Wednesday, September 12, 2012

Recessionary Thinking

Several things happen in a severe economic downturn: unemployment goes up. Wages stagnate. Governments face budget crises. And doom-mongering theorists come forward to say that economic growth is over.

This happens every time economic growth goes negative. I am not sure if theorists actually make more predictions about the end of growth during recessions, or if the press only pays attention during recessions. But if you graphed the number of news stories about such gloomy predictions, it would track the current growth rate with uncanny precision. Today's example is the work of Robert Gordon, which has gotten a lot of attention on the web and now makes the Washington Post:
The paper is deliberately provocative and suggests not just that economic growth was a one-time thing centred on 1750-2050, but also that because there was no growth before 1750, there might conceivably be no growth after 2050 or 2100. The process of innovation may be battering its head against the wall of diminishing returns.
Gordon has graphs showing that the economic growth rate is now falling, after rising through the nineteenth century. Alas, his graphs are for total economic output, not output per person, which makes them all but useless; of course a country with a 1% population growth has less economic growth than one with 8% population growth. I believe that even with this correction, it is true that economic growth per person has slowed in Europe and the US. So? One reason for this is that we have decided to invest some of our profits into things that don't show up in the GDP statistics but are nevertheless very valuable, like cleaner air and better treatment of accused criminals.

Economic growth is driven almost entirely by technological change. It is new technologies that created the rapid economic growth that defines the modern world. To think that economic growth will end, you have to imagine that technological change will end. Is that really feasible? The world has a gigantic infrastructure devoted to creating and developing new technologies, and I see no sign that we plan to demolish it.

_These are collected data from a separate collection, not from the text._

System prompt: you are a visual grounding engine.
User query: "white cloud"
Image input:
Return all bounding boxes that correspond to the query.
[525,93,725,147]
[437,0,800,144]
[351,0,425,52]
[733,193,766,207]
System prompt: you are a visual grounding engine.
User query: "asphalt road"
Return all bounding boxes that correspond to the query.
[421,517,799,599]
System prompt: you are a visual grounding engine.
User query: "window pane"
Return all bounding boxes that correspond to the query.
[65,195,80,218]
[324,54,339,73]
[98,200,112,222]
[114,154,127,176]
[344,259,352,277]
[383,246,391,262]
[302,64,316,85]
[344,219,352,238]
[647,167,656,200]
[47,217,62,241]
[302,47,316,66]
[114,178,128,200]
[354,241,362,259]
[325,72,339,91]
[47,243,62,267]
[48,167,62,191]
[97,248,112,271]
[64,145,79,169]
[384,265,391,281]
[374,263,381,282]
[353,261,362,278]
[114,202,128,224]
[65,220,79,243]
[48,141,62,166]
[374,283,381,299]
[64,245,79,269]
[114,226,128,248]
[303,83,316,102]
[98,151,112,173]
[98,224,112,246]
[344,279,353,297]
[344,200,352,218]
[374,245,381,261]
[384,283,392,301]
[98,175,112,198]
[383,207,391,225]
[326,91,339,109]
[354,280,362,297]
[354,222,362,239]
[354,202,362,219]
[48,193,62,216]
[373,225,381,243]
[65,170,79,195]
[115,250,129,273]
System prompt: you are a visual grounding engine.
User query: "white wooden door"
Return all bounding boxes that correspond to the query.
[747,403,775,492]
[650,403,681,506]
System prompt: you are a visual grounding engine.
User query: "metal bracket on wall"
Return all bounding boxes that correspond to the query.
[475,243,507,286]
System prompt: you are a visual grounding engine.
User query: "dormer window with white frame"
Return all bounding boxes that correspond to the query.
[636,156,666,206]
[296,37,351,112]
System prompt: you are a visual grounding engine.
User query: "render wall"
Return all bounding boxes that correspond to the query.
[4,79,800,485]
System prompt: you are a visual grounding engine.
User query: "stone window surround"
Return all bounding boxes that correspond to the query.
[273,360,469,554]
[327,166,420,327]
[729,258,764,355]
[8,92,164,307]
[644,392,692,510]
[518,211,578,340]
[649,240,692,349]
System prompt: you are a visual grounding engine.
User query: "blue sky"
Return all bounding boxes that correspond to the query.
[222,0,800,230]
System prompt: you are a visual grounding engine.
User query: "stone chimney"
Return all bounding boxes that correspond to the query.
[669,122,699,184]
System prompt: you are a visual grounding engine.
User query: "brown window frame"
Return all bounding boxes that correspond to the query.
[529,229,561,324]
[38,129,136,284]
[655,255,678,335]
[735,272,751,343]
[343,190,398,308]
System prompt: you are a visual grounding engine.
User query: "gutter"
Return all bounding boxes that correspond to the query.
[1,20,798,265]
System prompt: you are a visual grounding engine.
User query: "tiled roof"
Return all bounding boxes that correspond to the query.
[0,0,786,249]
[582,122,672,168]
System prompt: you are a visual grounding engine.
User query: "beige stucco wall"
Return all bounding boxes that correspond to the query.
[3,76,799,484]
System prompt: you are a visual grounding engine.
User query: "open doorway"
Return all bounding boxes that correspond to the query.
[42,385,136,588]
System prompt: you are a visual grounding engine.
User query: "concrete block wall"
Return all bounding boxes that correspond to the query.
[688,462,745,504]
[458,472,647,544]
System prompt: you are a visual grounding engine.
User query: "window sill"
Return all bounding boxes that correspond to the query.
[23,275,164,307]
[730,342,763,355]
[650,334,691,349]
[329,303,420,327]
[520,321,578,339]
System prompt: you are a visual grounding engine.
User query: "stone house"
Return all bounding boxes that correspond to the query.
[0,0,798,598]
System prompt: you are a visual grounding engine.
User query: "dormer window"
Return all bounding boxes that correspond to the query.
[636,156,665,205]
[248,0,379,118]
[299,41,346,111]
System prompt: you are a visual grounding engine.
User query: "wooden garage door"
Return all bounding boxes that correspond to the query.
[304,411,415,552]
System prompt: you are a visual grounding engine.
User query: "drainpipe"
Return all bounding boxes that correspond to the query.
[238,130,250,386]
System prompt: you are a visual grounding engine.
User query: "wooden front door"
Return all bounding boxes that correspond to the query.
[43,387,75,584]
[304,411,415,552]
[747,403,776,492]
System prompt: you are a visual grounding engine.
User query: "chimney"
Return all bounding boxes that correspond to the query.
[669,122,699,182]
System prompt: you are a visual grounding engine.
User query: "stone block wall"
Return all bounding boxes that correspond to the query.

I expect rapid technological change to continue for the foreseeable future. Digital technology will continue to improve, with all of its ramifications. Even more I expect huge benefits from biotechnology, which is improving so quickly that it is almost impossible to keep up. I expect that within a generation we will be able to engineer bacteria to produce any chemical we want in huge quantities, cheaply. This will include natural gas, which means that we will never run out of what we now call "fossil fuels."

Maybe we really are in for a great slowdown in technological change. On the other hand, maybe we are just having a recession.